Uma de preocupação de Larissa para ajudar as modelos a se sentirem mais à vontade foi ter apenas mulheres no estúdio para a produção dos ensaios – a exceção foi apenas a gravação dos depoimentos, em que não encontrou uma mulher que fizesse o serviço. Outro cuidado foi marcar as entrevistas e sessões de fotos em horários diferentes, para evitar aglomerações durante a pandemia.
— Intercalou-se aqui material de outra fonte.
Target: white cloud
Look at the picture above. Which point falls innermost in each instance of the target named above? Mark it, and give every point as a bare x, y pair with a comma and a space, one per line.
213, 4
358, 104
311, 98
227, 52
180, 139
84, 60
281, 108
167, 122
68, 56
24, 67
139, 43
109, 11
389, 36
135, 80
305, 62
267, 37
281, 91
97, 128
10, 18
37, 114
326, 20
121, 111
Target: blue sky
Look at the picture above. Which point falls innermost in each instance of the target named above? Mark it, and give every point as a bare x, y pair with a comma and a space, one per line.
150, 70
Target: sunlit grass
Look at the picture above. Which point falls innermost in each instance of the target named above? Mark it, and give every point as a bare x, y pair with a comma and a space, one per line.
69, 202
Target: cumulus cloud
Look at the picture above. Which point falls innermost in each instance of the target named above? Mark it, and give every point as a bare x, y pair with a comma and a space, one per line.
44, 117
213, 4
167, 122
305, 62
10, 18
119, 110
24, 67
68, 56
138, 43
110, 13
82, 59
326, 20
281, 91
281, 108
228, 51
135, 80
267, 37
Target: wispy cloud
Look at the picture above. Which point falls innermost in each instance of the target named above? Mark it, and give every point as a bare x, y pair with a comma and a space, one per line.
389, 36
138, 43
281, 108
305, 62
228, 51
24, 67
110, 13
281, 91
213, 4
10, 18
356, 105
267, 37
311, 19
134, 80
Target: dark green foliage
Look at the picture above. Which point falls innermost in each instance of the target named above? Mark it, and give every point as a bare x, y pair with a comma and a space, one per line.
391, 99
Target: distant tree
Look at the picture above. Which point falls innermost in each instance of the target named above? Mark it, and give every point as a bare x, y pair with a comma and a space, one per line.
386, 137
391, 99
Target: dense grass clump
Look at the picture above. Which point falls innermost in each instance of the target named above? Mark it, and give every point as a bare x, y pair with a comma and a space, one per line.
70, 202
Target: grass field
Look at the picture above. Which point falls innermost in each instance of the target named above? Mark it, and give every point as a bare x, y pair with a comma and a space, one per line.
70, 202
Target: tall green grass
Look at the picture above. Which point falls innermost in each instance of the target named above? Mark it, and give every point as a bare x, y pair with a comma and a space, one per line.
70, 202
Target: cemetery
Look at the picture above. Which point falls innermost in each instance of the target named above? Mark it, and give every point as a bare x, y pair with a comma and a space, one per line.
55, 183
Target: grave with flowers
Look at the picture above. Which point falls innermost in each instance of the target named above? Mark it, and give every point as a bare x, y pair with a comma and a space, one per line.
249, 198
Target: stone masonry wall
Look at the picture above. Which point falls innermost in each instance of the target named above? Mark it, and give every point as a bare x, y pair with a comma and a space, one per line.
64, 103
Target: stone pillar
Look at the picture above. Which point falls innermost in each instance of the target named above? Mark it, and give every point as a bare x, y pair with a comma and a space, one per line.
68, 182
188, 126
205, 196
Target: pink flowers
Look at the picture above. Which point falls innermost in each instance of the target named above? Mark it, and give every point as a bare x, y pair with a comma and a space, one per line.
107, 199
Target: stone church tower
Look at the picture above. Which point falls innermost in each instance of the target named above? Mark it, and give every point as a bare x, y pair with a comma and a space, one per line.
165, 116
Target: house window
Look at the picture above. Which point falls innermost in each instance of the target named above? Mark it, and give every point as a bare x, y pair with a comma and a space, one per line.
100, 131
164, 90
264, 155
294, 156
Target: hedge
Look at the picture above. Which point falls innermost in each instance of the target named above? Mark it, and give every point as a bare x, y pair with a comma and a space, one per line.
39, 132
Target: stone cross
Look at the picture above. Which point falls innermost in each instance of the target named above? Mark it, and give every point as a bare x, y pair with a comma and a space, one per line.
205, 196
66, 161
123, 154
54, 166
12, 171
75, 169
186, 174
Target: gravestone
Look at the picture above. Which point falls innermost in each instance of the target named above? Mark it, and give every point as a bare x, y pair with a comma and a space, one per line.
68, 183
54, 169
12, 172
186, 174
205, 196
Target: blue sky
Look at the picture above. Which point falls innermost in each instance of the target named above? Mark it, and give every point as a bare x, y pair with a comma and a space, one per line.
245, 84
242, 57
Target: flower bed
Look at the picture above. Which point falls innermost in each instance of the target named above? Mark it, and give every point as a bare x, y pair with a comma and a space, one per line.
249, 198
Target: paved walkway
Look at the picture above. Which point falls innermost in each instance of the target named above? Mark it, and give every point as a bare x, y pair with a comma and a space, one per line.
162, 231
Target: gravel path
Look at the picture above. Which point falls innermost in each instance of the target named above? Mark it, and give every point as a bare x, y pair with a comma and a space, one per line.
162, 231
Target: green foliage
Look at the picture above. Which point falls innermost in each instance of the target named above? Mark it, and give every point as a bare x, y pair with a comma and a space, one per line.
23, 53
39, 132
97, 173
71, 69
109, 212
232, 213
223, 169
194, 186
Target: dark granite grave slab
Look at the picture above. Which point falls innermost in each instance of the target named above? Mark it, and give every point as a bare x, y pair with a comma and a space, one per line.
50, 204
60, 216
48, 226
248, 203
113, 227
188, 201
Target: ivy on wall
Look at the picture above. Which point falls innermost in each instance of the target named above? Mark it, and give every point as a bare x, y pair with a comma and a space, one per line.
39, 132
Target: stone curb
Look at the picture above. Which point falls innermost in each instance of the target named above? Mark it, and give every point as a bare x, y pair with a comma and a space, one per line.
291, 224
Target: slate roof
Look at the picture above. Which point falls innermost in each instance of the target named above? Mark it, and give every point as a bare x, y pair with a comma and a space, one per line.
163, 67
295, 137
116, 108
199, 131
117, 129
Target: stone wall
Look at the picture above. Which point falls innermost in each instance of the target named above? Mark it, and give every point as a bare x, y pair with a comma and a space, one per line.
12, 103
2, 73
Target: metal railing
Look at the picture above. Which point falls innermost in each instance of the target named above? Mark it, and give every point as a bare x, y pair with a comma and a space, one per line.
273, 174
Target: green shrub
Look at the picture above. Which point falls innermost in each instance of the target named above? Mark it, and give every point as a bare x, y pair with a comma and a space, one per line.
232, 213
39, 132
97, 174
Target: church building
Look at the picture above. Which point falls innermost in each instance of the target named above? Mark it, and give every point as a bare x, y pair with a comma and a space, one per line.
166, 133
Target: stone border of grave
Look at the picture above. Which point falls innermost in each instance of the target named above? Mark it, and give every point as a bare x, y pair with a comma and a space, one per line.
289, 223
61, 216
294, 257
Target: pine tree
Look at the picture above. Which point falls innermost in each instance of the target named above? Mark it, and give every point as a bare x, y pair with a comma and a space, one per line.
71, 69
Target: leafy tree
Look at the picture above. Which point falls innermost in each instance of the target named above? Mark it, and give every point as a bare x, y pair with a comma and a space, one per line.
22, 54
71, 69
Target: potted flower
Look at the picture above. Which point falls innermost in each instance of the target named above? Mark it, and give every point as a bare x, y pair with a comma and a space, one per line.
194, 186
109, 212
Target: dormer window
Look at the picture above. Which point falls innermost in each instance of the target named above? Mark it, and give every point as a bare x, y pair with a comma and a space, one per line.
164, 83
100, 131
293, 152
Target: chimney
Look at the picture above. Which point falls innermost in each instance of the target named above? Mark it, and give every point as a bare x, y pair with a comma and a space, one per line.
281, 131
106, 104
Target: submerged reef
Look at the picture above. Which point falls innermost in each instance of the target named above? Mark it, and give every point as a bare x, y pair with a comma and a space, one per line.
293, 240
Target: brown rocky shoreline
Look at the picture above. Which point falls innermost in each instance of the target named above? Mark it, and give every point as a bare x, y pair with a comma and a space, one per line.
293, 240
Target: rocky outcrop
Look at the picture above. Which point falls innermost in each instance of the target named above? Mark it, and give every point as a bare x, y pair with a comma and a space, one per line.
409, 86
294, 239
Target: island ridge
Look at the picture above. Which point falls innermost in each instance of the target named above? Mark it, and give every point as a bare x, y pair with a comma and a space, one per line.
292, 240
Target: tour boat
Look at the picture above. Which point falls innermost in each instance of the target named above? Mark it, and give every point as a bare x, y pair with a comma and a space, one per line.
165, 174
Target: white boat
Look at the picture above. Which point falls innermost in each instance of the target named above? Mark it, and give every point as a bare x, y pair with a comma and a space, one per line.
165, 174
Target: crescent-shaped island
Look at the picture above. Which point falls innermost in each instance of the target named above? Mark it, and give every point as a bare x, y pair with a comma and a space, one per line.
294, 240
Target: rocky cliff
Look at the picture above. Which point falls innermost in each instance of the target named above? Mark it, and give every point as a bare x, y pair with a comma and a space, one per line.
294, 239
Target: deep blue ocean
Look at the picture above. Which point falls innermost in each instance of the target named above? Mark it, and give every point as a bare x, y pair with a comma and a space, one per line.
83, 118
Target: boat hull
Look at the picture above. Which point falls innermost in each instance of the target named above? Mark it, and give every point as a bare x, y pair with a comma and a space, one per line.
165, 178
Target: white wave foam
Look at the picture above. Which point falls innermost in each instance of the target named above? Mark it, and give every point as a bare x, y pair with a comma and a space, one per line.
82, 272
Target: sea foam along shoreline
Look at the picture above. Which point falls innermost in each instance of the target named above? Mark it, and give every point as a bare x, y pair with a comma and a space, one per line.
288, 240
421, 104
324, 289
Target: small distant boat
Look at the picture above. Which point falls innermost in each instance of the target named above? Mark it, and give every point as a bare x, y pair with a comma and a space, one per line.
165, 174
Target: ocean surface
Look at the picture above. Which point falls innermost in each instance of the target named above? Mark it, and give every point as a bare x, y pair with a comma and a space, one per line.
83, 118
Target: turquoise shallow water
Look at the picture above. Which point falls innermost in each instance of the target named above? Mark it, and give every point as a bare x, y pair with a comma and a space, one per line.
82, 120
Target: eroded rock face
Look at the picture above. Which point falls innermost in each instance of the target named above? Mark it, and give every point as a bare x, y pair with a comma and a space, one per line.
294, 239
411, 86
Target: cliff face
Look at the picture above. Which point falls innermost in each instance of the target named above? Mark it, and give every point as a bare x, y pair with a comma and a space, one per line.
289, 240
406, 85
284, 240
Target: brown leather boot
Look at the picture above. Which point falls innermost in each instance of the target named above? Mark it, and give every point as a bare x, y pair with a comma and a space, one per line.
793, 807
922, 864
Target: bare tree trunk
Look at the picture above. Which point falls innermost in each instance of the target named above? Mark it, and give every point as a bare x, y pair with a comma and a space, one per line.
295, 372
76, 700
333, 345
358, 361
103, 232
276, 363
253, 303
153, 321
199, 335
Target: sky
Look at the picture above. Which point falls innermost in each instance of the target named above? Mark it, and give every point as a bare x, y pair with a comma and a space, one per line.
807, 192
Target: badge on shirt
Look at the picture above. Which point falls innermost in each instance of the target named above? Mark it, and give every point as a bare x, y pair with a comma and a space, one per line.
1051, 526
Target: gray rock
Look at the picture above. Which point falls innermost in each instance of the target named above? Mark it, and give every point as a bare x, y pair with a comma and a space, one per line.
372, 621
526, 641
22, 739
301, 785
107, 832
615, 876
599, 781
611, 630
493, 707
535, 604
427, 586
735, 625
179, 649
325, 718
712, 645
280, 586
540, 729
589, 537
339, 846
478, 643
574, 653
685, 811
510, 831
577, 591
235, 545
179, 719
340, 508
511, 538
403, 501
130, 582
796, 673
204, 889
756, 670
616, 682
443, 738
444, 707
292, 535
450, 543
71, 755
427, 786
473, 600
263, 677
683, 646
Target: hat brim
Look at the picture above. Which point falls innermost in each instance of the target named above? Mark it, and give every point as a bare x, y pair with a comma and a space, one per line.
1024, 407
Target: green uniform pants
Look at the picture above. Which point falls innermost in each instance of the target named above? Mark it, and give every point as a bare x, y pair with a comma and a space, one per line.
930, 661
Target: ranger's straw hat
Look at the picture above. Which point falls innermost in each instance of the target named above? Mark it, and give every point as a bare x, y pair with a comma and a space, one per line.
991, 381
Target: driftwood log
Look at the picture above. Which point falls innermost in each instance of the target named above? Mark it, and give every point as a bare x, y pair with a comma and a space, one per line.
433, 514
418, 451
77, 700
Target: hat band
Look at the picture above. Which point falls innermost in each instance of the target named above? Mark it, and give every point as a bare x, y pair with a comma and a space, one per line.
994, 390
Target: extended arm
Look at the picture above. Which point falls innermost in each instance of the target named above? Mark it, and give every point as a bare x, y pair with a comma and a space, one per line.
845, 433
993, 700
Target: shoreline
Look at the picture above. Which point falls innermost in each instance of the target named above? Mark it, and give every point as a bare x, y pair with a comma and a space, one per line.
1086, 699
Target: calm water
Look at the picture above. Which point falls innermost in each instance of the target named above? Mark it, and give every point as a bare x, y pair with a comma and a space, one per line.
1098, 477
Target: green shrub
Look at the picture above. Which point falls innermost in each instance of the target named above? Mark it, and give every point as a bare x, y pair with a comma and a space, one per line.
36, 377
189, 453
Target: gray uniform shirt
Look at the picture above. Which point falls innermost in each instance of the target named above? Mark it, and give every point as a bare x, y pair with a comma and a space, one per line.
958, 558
(Foto: Larissa Noé/Divulgação)

Um novo olhar sobre os próprios corpos

Questionada sobre a reação das modelos, Larissa conta que o retorno foi extremamente positivo, e dá como exemplo justamente o da mulher que não tinha uma relação aberta com suas características singulares. “A primeira reação dela ao ver as fotos foi de estranhamento por estar sem maquiagem, mas depois desse primeiro momento passou a questionar se a forma como se via não estava distorcida, como ela se mostrava para as pessoas não era uma forma de tentar apagar isso. Ela disse que não estava acostumada a se ver sem filtro (dos aplicativos de fotos) e constatou que era ela tentando se enganar”, observa. “As pessoas que a conhecem fora das redes sociais sabem que ela tem essas características, então tentar apagar isso pelos filtros era uma forma de se enganar. Fiquei muito interessada nessa reação que ela teve.”

Na opinião de Larissa, uma das grandes problemáticas em aceitar nossas características é fruto da falta de hábito de olhar os próprios corpos com delicadeza e sensibilidade. “A gente se olha apenas com olhar de julgamento, para achar um defeito, uma característica, e aí quando fazemos uma selfie temos essa necessidade de mudar essa imagem”, argumenta. “Se a gente se olhasse no espelho com curiosidade, como se lesse um livro, cada ‘entrelinha’ desse corpo, acho que seria um exercício de enriquecimento pessoal.”